Eleições 2020: Conheça Deibson Cavalcanti, candidato a vice de Carlos Geilson (Podemos)

Foto: Bárbara Barreto/Bom Dia Feira

O administrador e servidor público estadual Deibson Cavalcanti foi o convidado do Bom Dia Feira nesta quinta-feira (29), dando sequência a série de entrevistas na cobertura especial das Eleições 2020.

Deibson é candidato a vice-prefeito de Feira de Santana na chapa de Carlos Geilson pelo Podemos. O nome dele foi escolhido por senso comum entre os partidos da coligação e por já militar na área pública, função que ele destaca ser de grande importância, afirma possuir o conhecimento e capacidade necessários para assumir.

'Estamos aqui para somar na chapa, para assessorar o prefeito e fazer parte da articulação política e tomada de decisões. Em alguns casos, já vimos que existe trapaça entre vice e prefeito, por isso muitos preferem escolher um vice apático, mas só em Feira, quatro vices assumiram nos últimos anos, temos histórico, por isso a importância de escolher um bom vice, já que ele pode assumir a prefeitura a qualquer momento. Sou administrador, tenho especialização em gestão, já participei de diversos movimentos, conselhos, debates, conferências, discussões, sindicatos, então temos um processo de discussão importante na cidade sobre diversos temas e experiência, já milito nessa área', afirma.
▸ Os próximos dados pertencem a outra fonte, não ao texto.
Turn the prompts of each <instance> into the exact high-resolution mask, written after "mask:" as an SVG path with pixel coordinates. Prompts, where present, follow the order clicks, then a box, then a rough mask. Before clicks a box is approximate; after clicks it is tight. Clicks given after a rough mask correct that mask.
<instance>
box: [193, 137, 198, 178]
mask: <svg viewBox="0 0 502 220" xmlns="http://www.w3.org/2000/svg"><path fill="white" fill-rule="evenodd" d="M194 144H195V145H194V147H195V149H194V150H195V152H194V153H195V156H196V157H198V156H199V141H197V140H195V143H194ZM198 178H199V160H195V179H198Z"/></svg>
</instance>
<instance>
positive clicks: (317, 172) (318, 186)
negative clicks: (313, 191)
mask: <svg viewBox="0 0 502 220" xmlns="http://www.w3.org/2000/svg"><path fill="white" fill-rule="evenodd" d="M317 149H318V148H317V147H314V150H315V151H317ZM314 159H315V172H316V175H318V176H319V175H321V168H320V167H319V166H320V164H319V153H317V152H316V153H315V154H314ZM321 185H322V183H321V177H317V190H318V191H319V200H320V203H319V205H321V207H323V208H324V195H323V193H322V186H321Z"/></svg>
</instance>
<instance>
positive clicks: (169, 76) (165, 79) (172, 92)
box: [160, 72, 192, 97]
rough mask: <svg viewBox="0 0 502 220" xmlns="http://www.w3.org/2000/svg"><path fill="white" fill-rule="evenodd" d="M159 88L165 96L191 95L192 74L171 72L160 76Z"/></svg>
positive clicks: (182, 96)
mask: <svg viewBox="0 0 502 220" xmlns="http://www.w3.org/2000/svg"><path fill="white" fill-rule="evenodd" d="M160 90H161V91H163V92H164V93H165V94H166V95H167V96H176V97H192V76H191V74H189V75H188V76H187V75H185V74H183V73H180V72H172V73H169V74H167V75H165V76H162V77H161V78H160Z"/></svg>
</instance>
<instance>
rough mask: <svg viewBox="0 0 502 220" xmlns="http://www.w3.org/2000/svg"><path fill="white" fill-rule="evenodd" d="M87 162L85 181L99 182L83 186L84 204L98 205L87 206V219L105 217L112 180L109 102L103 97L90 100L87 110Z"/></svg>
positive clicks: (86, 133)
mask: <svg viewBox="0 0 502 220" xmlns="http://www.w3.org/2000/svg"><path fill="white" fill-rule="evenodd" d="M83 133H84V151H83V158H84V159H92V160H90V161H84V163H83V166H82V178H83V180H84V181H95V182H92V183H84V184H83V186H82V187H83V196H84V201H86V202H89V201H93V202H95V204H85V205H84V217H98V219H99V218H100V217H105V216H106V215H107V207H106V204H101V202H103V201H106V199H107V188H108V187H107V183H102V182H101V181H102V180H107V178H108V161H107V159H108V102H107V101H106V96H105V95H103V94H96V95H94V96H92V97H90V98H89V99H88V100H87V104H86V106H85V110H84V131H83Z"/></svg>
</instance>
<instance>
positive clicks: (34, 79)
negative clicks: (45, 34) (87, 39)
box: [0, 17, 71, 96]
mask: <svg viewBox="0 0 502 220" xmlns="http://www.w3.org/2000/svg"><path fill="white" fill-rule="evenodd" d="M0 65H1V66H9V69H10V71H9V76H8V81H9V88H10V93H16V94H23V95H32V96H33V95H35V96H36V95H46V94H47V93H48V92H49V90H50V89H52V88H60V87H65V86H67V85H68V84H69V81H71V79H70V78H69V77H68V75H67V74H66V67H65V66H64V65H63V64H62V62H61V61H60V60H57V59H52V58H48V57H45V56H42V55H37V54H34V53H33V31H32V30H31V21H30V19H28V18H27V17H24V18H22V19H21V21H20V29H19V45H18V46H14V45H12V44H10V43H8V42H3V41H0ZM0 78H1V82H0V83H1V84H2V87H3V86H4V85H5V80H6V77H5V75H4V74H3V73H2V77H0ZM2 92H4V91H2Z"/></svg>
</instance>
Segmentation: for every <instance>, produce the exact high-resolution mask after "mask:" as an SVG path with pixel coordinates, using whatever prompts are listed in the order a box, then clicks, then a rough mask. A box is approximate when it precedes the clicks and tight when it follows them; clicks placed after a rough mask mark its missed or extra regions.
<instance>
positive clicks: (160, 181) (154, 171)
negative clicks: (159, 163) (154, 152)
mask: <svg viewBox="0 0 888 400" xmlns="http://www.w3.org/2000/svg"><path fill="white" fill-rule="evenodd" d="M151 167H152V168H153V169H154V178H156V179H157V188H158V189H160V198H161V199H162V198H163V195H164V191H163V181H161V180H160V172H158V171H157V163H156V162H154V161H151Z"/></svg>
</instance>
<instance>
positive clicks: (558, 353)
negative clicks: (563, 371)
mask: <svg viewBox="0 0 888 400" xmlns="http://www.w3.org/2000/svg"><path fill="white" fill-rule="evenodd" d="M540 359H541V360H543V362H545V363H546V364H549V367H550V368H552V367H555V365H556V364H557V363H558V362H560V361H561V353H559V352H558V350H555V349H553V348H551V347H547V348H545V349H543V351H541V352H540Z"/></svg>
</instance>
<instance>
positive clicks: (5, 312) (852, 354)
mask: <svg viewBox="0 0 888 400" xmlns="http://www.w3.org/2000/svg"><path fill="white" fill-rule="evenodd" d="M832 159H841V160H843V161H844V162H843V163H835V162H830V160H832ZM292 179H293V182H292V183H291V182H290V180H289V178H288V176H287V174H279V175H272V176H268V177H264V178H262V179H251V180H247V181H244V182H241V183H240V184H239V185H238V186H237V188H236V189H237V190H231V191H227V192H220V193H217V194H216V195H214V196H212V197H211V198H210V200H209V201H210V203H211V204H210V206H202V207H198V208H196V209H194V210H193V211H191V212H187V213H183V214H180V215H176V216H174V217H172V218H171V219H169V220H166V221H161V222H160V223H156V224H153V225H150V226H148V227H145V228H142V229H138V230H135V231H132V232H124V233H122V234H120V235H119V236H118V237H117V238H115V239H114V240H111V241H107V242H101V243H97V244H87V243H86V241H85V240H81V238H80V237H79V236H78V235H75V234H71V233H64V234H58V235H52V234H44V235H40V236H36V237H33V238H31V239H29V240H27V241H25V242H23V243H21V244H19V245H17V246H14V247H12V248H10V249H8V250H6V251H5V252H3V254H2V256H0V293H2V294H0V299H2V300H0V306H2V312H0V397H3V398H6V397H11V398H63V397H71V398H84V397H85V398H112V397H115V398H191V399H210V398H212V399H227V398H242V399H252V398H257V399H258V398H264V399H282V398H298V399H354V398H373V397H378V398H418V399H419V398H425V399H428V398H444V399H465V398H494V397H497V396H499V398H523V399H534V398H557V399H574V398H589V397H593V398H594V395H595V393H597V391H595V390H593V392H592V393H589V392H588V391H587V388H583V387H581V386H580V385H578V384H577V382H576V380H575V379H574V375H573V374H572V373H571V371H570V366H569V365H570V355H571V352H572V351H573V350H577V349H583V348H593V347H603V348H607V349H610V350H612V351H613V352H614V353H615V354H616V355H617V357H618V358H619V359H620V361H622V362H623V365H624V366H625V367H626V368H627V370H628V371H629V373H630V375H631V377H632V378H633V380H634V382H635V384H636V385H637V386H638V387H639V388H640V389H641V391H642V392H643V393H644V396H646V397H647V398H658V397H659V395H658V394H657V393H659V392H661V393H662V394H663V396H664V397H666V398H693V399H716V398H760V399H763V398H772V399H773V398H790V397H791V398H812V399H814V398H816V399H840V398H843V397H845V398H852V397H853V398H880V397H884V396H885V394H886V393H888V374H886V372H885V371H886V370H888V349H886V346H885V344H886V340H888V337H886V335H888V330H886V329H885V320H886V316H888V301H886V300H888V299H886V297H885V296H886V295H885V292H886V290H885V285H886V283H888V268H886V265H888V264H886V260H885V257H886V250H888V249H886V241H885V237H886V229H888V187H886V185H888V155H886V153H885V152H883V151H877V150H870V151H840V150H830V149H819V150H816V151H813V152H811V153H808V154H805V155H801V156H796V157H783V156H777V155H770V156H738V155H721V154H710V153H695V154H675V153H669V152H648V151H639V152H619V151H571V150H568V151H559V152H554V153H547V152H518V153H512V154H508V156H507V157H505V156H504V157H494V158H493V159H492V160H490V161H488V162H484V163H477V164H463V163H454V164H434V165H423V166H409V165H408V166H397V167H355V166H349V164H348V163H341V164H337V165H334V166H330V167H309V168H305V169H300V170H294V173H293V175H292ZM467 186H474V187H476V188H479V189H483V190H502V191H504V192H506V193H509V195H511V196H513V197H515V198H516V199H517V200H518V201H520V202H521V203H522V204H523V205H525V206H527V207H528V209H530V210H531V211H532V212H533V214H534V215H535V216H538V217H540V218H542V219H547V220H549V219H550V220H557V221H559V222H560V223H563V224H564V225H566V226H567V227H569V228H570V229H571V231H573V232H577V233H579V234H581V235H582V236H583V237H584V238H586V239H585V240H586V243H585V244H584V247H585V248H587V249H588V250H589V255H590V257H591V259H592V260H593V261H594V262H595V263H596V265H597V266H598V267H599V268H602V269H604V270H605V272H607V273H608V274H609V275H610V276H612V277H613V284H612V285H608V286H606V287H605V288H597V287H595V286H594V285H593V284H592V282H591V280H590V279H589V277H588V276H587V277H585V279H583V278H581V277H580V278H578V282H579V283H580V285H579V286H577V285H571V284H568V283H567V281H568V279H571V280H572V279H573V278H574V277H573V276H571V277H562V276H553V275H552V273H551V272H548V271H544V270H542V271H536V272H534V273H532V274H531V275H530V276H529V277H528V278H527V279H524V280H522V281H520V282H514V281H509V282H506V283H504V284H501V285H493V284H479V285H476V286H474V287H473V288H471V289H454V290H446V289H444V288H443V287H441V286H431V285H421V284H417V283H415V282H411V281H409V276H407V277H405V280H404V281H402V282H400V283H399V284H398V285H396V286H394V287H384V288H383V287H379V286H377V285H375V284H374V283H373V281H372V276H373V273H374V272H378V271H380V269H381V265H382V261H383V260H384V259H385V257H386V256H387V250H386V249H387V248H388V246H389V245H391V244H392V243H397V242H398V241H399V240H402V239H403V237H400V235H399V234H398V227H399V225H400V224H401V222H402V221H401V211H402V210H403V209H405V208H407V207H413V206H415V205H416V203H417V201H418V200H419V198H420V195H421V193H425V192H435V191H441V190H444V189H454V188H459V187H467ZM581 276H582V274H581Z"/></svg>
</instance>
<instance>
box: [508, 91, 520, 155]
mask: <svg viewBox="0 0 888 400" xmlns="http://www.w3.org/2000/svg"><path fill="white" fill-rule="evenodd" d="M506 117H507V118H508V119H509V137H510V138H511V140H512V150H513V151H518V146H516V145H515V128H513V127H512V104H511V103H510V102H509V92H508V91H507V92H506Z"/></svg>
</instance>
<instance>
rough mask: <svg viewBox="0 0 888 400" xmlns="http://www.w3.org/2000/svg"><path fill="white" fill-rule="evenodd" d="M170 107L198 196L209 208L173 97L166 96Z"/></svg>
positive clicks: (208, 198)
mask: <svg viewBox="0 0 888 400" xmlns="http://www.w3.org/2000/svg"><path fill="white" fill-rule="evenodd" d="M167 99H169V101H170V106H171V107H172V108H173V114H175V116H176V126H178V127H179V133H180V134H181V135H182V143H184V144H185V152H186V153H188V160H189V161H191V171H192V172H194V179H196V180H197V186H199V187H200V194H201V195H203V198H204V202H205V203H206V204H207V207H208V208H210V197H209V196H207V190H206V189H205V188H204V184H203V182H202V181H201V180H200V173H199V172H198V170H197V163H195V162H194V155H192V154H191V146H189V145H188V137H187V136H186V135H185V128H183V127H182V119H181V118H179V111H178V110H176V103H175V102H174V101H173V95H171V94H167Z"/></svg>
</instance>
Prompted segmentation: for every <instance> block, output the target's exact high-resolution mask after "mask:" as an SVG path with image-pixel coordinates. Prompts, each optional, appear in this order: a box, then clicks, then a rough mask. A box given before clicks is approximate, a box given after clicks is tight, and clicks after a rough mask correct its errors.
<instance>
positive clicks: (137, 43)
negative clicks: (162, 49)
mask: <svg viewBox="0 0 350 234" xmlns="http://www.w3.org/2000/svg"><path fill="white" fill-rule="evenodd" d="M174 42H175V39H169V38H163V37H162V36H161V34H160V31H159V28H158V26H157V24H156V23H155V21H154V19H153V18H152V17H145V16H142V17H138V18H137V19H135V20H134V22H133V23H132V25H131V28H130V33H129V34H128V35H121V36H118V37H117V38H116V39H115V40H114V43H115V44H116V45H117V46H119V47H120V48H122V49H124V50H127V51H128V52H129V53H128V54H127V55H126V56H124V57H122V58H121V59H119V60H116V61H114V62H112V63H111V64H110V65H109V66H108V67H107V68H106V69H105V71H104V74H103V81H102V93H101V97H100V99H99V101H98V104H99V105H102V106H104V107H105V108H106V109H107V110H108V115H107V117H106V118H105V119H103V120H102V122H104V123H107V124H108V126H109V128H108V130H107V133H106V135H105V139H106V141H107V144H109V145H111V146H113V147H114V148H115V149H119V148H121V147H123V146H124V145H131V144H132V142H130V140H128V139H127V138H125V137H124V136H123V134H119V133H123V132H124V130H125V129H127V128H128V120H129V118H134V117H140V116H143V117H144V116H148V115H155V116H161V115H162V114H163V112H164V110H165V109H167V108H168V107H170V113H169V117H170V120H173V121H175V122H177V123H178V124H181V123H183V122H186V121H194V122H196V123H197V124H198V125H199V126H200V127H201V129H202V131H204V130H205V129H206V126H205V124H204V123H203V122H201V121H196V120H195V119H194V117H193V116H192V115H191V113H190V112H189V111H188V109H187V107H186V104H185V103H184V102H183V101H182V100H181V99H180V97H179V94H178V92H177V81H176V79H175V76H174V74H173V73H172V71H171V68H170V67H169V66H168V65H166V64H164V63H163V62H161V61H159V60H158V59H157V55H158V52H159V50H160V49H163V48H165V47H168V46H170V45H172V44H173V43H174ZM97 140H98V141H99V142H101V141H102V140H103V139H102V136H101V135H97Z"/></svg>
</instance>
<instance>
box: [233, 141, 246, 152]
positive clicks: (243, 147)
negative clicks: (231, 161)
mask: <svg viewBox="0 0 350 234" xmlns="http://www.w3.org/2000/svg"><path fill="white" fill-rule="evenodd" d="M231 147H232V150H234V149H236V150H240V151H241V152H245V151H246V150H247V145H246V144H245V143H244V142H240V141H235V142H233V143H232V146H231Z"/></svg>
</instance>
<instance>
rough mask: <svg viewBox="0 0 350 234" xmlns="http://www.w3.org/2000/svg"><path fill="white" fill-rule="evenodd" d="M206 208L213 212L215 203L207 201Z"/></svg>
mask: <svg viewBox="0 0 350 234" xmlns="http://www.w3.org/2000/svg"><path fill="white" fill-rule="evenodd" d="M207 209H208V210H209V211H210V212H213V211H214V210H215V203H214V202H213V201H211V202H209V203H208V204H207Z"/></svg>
O candidato destaca que os desafios da gestão municipal são enormes, mas o forte potencial econômico da cidade é um ponto positivo.

'Feira tem uma vocação muito boa para o comércio, temos um centro industrial forte, mas faltam projetos políticos atrativos para as empresas. Temos visto muitos terrenos abandonados por empresas e precisamos ter essa política pública de atração, a questão de profissionalização de mão de obra também, a gente vê que muitas não querem vir para a cidade por causa desse fator que as vezes pode estar tendo, as vezes até tem mão de obras, mas não uma qualificada e aí cabe ao governo pensar como profissionaliza para tornar a pessoa empregável. Há também a questão do microempresário, onde as dificuldades de abertura são muito grandes e a gente precisa ter o microcrédito para que se tenham condições de abertura. Somos um dos maiores entroncamentos rodoviários do Brasil, tudo passa por Feira, isso já é bom porque a cidade por si só já se torna atrativa, a gente só precisa de uma estrutura’' pontua.

Com um forte comércio informal e diante da recente inauguração do Shopping Popular que vai abrigar os ambulantes após a retirada das barracas do centro da cidade, Deibson relata que Feira de Santana nasceu de uma feira e conviver com o mercado informal e formal é momentaneamente necessário.

'Não somos contra a retirada de ambulantes do centro, mas de forma organizada, era pra ter sido criado camelódromos, ou ter um shopping com taxa reduzida. Com a criação de uma Ceasa fora do coração do centro da cidade, no centro de abastecimento há áreas centrais que poderiam ser usadas para isso. A questão principal é que seja de forma organizada, com estruturas padronizadas. Temos que pensar o porquê essas pessoas estão trabalhando na rua e dar oportunidade de empregabilidade para diminuir o mercado informal na cidade', ressalta.

Para ele, o Município não ter um planejamento de rota é um dos grandes problemas locais de mobilidade urbana.

'Foram construídas algumas avenidas e esqueceram do estatuto dos pedestres. Já era para estar se pensando na modal ciclovia, mas foi depois de construído que se pensou nisso. A gente sabe que o sistema de transporte por ônibus é desconfortável, caro e imprevisível em horários, sabemos que é preciso mudar o modal. A cidade foi crescendo e as avenidas ficando curtas, estamos vendo isso no Papagaio e na Artêmia', diz.

Um outro desafio destacado pelo candidato está relacionado a drenagem da cidade.

'Foram calçadas várias ruas na cidade sem a drenagem urbana e agora as casas são invadidas por água em função da falta disso, então um dos grandes desafios é fazer o plano de drenagem em Feira, que não existe. Há também a questão do saneamento básico que precisamos do apoio do governo do estado para executar', afirma.

Questionado sobre o setor educacional no Município, Deibson destaca baixos níveis locais na educação e pontua projetos voltados para a área a fim de melhorar o processo e consequentes resultados.

'A gente viu que a meta na questão educacional está bem abaixo, sobre isso, eu verifico dois pontos principais. Primeiro, a questão da formação continuada do professor, técnicos e segundo, o acompanhamento do aluno, se no primeiro semestre ele tira nota baixa, o acompanhamento tem que vir logo alí e o profissional tem que ter a formação continuada para identificar problemas e ajudar nisso', relata.